“Hey, Mr. Dennis. Can you help me out?”
“Sure, Pascal,” I said. “I’ll help you if I can.”
“I do a lot of things with the Lion’s Club. Back home in my village I am the president of the chapter. Mother’s Day is coming up and it’s a really big deal where I live. I usually only speak to forty or fifty people at the Lion’s Club but on Mother’s Day all eight hundred people in the village will be there. I need some help with my speech.”
“How can I help you?”
“I need a joke for Mother’s Day but I can’t remember jokes and I tell them really bad. You got any Mother’s Day jokes?”
“How is this?” I asked. “Start your speech by saying, ‘The best years of my life were spent in the arms of a woman who was not my wife.’ You stop for a minute and then say, ‘She was my mother.’”

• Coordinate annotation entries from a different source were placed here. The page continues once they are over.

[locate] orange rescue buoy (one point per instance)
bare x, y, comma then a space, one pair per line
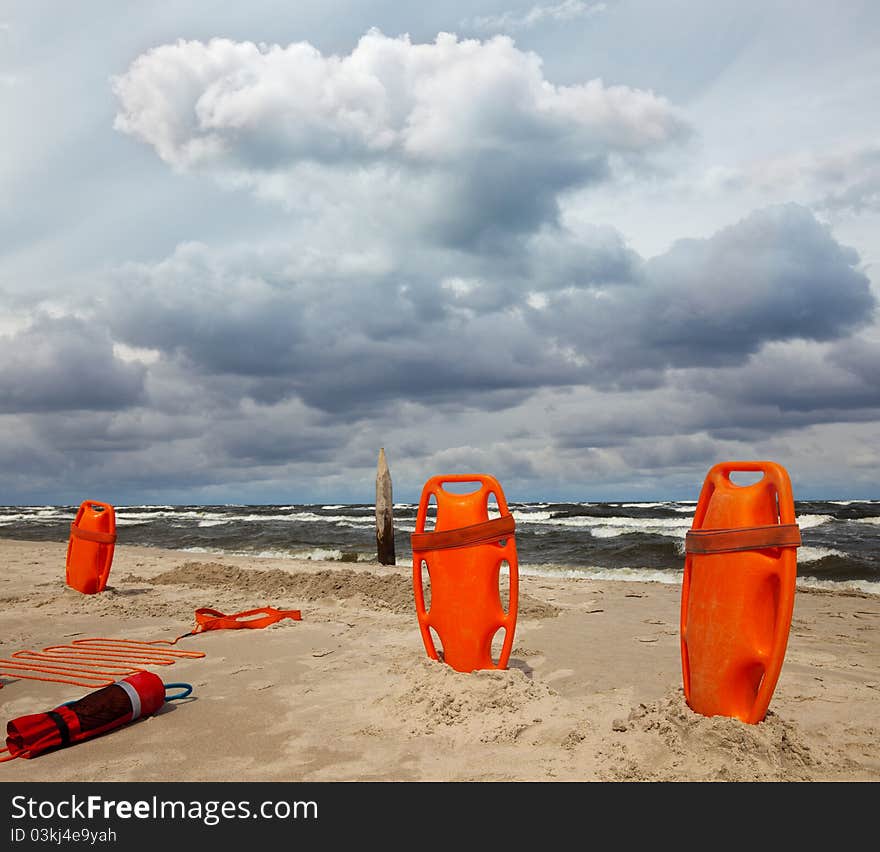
738, 591
463, 556
90, 548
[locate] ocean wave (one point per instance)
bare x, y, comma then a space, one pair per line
806, 522
814, 554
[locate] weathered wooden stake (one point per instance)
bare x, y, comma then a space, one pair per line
384, 513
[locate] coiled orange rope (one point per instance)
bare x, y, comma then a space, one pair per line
92, 662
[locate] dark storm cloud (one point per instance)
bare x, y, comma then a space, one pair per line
776, 275
65, 364
348, 345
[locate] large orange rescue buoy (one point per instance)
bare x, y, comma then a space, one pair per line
90, 548
463, 556
738, 591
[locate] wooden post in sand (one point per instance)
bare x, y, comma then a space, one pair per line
384, 513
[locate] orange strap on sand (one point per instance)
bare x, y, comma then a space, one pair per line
745, 538
212, 619
92, 535
482, 533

“Oh, that’s good, Mr. Dennis,” Pascal said. “That’s funny. I want you to go with me to my village in Sunday and see me be president.”
Somehow I let Pascal talk me into going. The closer it got to his speech the more nervous he got.

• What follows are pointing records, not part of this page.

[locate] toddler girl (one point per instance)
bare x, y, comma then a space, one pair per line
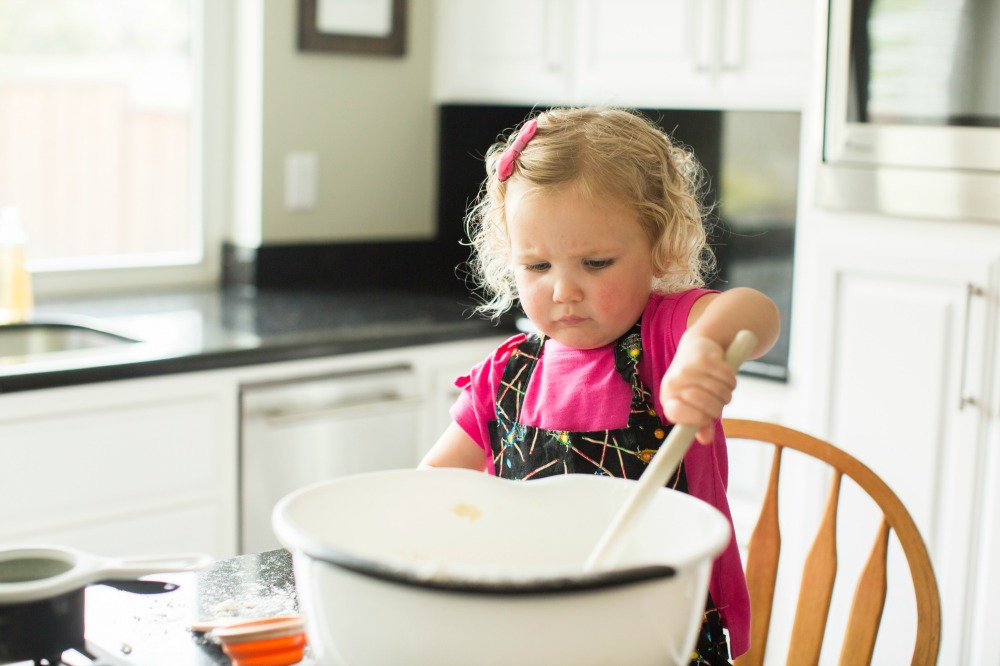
590, 219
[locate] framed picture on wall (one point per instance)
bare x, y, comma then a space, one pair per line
376, 27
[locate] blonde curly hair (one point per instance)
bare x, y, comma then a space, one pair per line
605, 153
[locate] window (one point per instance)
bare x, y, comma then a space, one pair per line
105, 135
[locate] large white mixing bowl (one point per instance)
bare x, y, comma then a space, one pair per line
448, 566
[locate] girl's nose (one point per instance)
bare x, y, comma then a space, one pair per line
566, 291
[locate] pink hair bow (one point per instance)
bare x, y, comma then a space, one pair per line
505, 167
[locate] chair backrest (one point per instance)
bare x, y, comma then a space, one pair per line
820, 567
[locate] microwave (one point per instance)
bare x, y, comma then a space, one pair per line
912, 109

“I’m afraid I’ll forget the joke,” he told me.
“It’s a simple joke, Pascal. Practice it one more time.”
“The best years of my life were spent in the arms of a woman who was not my wife. Then I wait a little before I say, ‘It was my mother.’”
When it came time for the speech I could see that Pascal was really nervous.
“Welcome to the Mother’s Day celebration,” he said. “I want to tell you that the best years of my life were spent in the arms of a woman who was not my wife.”
His audience gasped, “Oooh!”
He paused and a look of panic spread over his face.
“Uh. She was. . . uh, uh. Oh, hell! I can’t remember who she was.”